Wednesday, September 24, 2008

Memo to Conservative Companies: Web Surfing's Okay

Here's an interesting statistic for a Friday, as you find your mind (and your mouse) wandering to the weekend. A survey by the Creative Group, a staffing division for advertising and marketing professionals that's part of Robert Half International, has found that 57 percent of advertising and marketing executives said that surfing the web during work hours is acceptable.

That, warns Littler Mendelson attorney Philip Gordon, should prompt companies to rethink some of their policies. "How does an employer reconcile this apparent new-found acceptance of on-the-job Web surfing," he writes on the employment law firm's blog, "with the American Management Association’s finding in its 2007 survey of workplace monitoring that 30% of employers surveyed had fired an employee for Internet surfing at work?"

It's hard to believe that any employer would strictly ban Web use completely.
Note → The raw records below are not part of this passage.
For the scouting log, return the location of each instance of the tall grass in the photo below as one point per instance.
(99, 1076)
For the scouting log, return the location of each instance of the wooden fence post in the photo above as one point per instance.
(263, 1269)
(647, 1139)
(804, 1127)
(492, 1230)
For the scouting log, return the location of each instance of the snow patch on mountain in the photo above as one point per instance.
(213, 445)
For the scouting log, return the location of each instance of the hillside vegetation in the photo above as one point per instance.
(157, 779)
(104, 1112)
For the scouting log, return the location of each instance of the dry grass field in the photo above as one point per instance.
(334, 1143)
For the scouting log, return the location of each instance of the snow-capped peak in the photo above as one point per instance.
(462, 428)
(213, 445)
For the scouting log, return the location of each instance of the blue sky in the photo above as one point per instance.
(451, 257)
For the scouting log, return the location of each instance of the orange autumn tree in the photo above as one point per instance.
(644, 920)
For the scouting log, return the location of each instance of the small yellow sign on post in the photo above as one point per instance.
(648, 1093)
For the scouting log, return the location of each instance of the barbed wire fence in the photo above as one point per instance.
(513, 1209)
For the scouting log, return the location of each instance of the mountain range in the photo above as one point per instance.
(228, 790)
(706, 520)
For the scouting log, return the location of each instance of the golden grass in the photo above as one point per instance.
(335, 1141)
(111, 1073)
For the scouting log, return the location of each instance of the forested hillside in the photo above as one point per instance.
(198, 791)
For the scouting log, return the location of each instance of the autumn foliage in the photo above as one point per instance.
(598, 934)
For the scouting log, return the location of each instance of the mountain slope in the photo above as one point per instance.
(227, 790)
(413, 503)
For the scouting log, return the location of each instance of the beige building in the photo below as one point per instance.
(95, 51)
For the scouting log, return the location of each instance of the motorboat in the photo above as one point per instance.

Such rules seem draconian, paternalistic, and overly stringent for employees who are likely already doing far more for their employers than 9 to 5. Gordon's blog has a good run-down of appropriate limitations these more traditional employers may want to take, such as establishing bandwidth limits and of course, not opening the floodgates to online gambling and pornography. "What is left," he writes, "might actually enhance productivity or create some good will."